Wichtig ist auch, dass die landeseigenen Wohnunternehmen, die das zentrale wohnungspolitische Instrument sind, mit ihren heute 380.000 Wohnungen, nicht nur im Bestand enorm aufgestockt wurden, sondern wir auch dort die Mieten reguliert haben. Auch als der Mietendeckel weggefallen ist, war er in seinen Grundzügen immer noch die Grundlage für die landeseigenen Wohnunternehmen. Das hat die neue schwarz-rote Koalition relativ schnell wieder rückgängig gemacht.
Eine weitere wichtige Maßnahme war die Durchsetzung des kommunalen Vorkaufsrechts. Überall dort, wo beispielsweise luxemburgische Briefkastenfirmen einzelne Häuser aufkaufen wollten, ist das Land Berlin in die Kaufverträge eingetreten und hat zugunsten landeseigener Wohnunternehmen das Vorkaufsrecht genutzt. Auf diese Weise konnten viele Mieterinnen und Mieter wirksam vor Verdrängung geschützt werden.
In Ihrem Podcast haben Sie kürzlich gemeinsam mit Gregor Gysi die Fehler ihrer Partei besprochen, die sie in eine ihrer schwersten Krisen befördert hat.
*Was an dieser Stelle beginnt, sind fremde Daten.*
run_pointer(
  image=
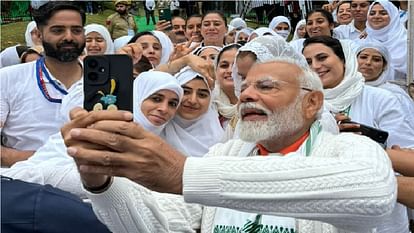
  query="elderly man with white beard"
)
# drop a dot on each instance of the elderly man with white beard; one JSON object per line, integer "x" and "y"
{"x": 284, "y": 174}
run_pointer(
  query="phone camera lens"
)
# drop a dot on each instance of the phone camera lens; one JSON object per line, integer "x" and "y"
{"x": 93, "y": 76}
{"x": 93, "y": 63}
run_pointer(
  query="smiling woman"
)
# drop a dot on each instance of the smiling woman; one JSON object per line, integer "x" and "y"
{"x": 384, "y": 27}
{"x": 156, "y": 98}
{"x": 196, "y": 126}
{"x": 214, "y": 28}
{"x": 98, "y": 40}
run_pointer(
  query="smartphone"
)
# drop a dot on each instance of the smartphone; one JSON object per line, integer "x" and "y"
{"x": 108, "y": 82}
{"x": 375, "y": 134}
{"x": 164, "y": 14}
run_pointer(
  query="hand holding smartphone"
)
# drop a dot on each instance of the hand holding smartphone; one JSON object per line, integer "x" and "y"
{"x": 108, "y": 82}
{"x": 377, "y": 135}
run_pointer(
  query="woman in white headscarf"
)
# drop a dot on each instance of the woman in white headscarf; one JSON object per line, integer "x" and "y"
{"x": 155, "y": 46}
{"x": 156, "y": 98}
{"x": 208, "y": 53}
{"x": 300, "y": 30}
{"x": 281, "y": 25}
{"x": 224, "y": 96}
{"x": 121, "y": 42}
{"x": 238, "y": 23}
{"x": 98, "y": 40}
{"x": 156, "y": 87}
{"x": 374, "y": 64}
{"x": 347, "y": 96}
{"x": 234, "y": 26}
{"x": 32, "y": 35}
{"x": 243, "y": 35}
{"x": 262, "y": 31}
{"x": 387, "y": 30}
{"x": 196, "y": 126}
{"x": 167, "y": 46}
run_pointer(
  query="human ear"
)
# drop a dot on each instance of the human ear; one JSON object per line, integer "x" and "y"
{"x": 312, "y": 103}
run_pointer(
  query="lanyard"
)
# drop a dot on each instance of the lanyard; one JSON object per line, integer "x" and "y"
{"x": 40, "y": 70}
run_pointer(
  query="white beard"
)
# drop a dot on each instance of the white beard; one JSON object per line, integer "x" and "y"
{"x": 282, "y": 123}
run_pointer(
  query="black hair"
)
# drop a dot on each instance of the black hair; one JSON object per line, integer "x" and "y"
{"x": 20, "y": 49}
{"x": 139, "y": 34}
{"x": 193, "y": 16}
{"x": 227, "y": 48}
{"x": 326, "y": 14}
{"x": 328, "y": 41}
{"x": 341, "y": 3}
{"x": 143, "y": 65}
{"x": 382, "y": 56}
{"x": 45, "y": 12}
{"x": 220, "y": 13}
{"x": 177, "y": 16}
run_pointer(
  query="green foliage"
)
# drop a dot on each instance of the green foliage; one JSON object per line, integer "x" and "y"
{"x": 13, "y": 33}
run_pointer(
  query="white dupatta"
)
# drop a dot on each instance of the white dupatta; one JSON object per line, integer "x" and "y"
{"x": 193, "y": 137}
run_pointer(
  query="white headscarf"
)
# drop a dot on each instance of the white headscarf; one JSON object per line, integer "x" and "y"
{"x": 199, "y": 50}
{"x": 104, "y": 33}
{"x": 387, "y": 73}
{"x": 296, "y": 34}
{"x": 393, "y": 36}
{"x": 261, "y": 31}
{"x": 220, "y": 99}
{"x": 167, "y": 46}
{"x": 9, "y": 56}
{"x": 146, "y": 84}
{"x": 238, "y": 23}
{"x": 247, "y": 31}
{"x": 121, "y": 42}
{"x": 276, "y": 21}
{"x": 339, "y": 98}
{"x": 27, "y": 35}
{"x": 193, "y": 137}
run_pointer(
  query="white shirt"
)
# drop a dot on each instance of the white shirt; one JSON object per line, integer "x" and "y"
{"x": 347, "y": 181}
{"x": 381, "y": 109}
{"x": 28, "y": 117}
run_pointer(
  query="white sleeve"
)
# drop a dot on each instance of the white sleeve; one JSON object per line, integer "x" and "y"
{"x": 4, "y": 98}
{"x": 129, "y": 207}
{"x": 391, "y": 118}
{"x": 349, "y": 183}
{"x": 50, "y": 164}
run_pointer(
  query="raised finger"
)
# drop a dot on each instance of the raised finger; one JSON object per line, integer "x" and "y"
{"x": 111, "y": 140}
{"x": 84, "y": 156}
{"x": 188, "y": 43}
{"x": 95, "y": 116}
{"x": 129, "y": 129}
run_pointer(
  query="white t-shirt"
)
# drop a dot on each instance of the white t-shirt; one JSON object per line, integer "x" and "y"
{"x": 348, "y": 31}
{"x": 28, "y": 117}
{"x": 381, "y": 109}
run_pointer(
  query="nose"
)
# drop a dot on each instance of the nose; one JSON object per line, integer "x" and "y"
{"x": 192, "y": 98}
{"x": 163, "y": 107}
{"x": 248, "y": 95}
{"x": 150, "y": 50}
{"x": 68, "y": 35}
{"x": 229, "y": 69}
{"x": 315, "y": 65}
{"x": 94, "y": 43}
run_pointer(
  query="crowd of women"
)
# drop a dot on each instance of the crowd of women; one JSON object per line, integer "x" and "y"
{"x": 187, "y": 93}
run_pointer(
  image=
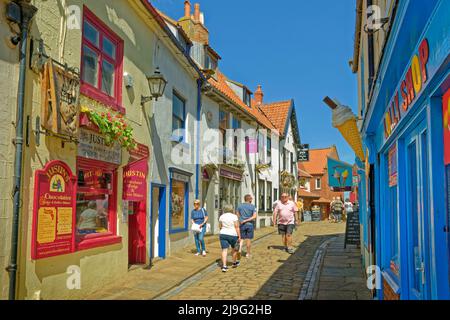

Denken sie, dass eine modern gedachte Klassenpolitik, die sich nicht nur gegen die Konzerninteressen, sondern gegen die Existenz dieser Konzerne im Gesamten richtet, der Schlüssel sein könnte?
«Ich glaube auf jeden Fall, dass die
Linke sich wieder viel stärker auf
Klassenpolitik fokussieren muss.
Gerade das Thema Wohnungspolitik
eignet sich dafür sehr gut, weil
die Wohnungsfrage entlang von
Klassenlinien strukturiert ist.»
Wir haben auf der einen Seite Mieterinnen und Mieter, die in Berlin 85 Prozent der Haushalte ausmachen. Auf der anderen Seite gibt es einen sehr kleinen Anteil von Menschen, die mit Wohnraum Geld verdienen und Profite erzielen. Diese Gegenüberstellung müssen wir politisch thematisieren und aufgreifen.
Ich glaube, dass die Linke wieder in die Erfolgsspur kommen kann, wenn sie ihr Profil schärft. Aus meiner Sicht wäre es wichtig, sich auf einige wenige Kernforderungen und Themen zu konzentrieren. Das Thema Wohnungspolitik steht dabei weit vorne an.
Ich glaube, wir sind dabei besonders erfolgreich, wenn wir zwei Konzepte kombinieren: Einerseits politische Inhalte sowohl auf die Straße und ins Parlament zu bringen und andererseits direkte Hilfe anzubieten. Das mache ich auch persönlich sehr häufig.
Ich organisiere in ganz Berlin Mieter:innenversammlungen in Siedlungen, die von hohen Heizkosten, Nachzahlungen, Mieterhöhungen oder Modernisierungsankündigungen betroffen sind. Ich mache auch viele Wohn- und Sozialsprechstunden, wo mir viele Mieterinnen und Mieter schreiben und wir versuchen, für ihre Probleme Lösungen zu finden. Die Kampagne mit diesen dreistesten Vermietern soll auch ein bisschen Ausdruck dessen sein.
Zahlreiche Mieterinnen und Mieter haben mich in diesem Zusammenhang kontaktiert und ihre konkreten Probleme geschildert. In vielen Fällen habe ich mich daraufhin bemüht, sie vor Zwangsräumungen zu schützen oder sie bei Fragen zu Mieterhöhungen und überhöhten Heizkostennachzahlungen zu beraten. Es geht uns darum, gezielte Unterstützung im Einzelfall zu bieten. Diese Themen müssen wir jedoch auch wieder verstärkt im Parlament aufgreifen.